Saat itu, di hari valentine dia mengajakku ke sebuah taman yang dipenuhi bunga serta lampu yang indah. Keyakinanku mengatakan dia akan melamarku, mengajakku menikah setelah enam bulan menjalin status sebagai sepasang kekasih.
Kukenakan gaun merah jambu khas tanggal 14 Februari, dan menatapnya dengan menis, meski ia tampak dingin tak seperti biasanya.
"Shay, aku harap kau tidak terkejut dengan pernyataanku malam ini," katanya dengan serius. Namun, sukses membuatku merona dan tersipu.
"Katakan," bisikku penuh harap.
Lama, ia memberi jeda.
"Aku ingin malam ini menjadi malam yang baik untuk semua orang, termasuk ... mereka yang mungkin kehilangan kekasih."
Aku mulai tak mengerti apa maksud perkataannya.
"Aku ... ingin kita putus."
"Apa? Kamu sedang membuat prank untukku kan?" tanyaku dengan senyuman menggoda.
"Nope! Ini serius," katanya lagi. "Aku membuat malam ini indah agar kau tak terlalu sakit hati saat kuputuskan."
"Ness ...."
"Aku mencintai Ishika," katanya cepat.
"Ishika?" tanyaku. Ya, wanita itu teman bekerjaku di perpustakaan. Kami kadang menghabiskan waktu bertiga. Tak dinyana, dia memasuki kehidupan kami dan akhirnya menggantikanku di hati Ness.

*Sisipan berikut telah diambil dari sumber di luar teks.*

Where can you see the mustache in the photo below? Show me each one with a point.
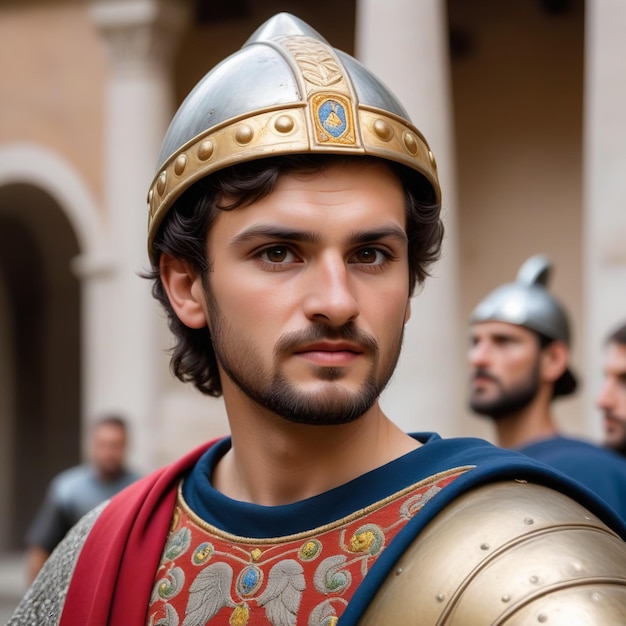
(481, 372)
(319, 332)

"Sudah sejak kapan kalian berhubungan?" tanyaku lagi, kali ini aku kehilangan senyuman.
"Tiga bulan lalu."
"Selama tiga bulan itu kalian berakting di depanku sebagai orang baik?"
"Sha-"
"Cukup! Aku mengerti," kataku. Mati-matian agar tak menangis.
"Kau benar, ini malam sangat indah untukku. Terima kasih, Ness." Aku membalikkan badan, rupanya Ishika ada di belakangku.
"Selamat, Ishika."
"Shay!"
"Jangan katakan apapun!" pintaku sambil berjalan meninggalkan mereka. Merasakan nyeri di hati.

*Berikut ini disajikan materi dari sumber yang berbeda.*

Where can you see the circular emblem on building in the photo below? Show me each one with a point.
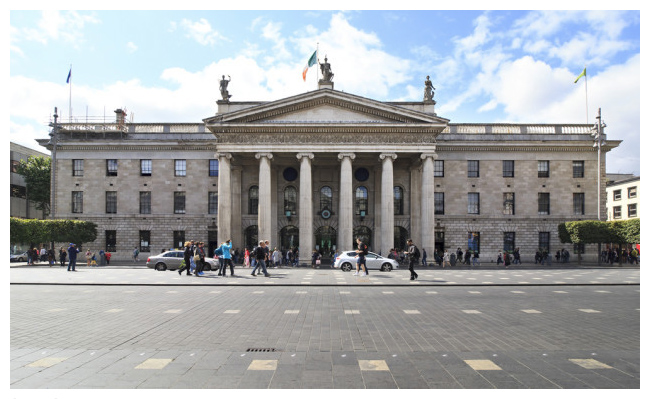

"Baiklah, dia bukan suamiku kan? Untuk apa kuratapi seperti ini?" gumamku sambil terus berjalan dan menatap rentetan hiasan berbentuk hati dan juga bunga mawar.
Begitulah. Sakit hati? Jelas, tapi aku tak mau terus berduka. Aku juga datang ke pernikahan mereka dengan elegan, mengucapkan selamat dan tampil sebagai wanita kuat. Tak lupa kupersembahkan sebuah bait lagu untuk mereka.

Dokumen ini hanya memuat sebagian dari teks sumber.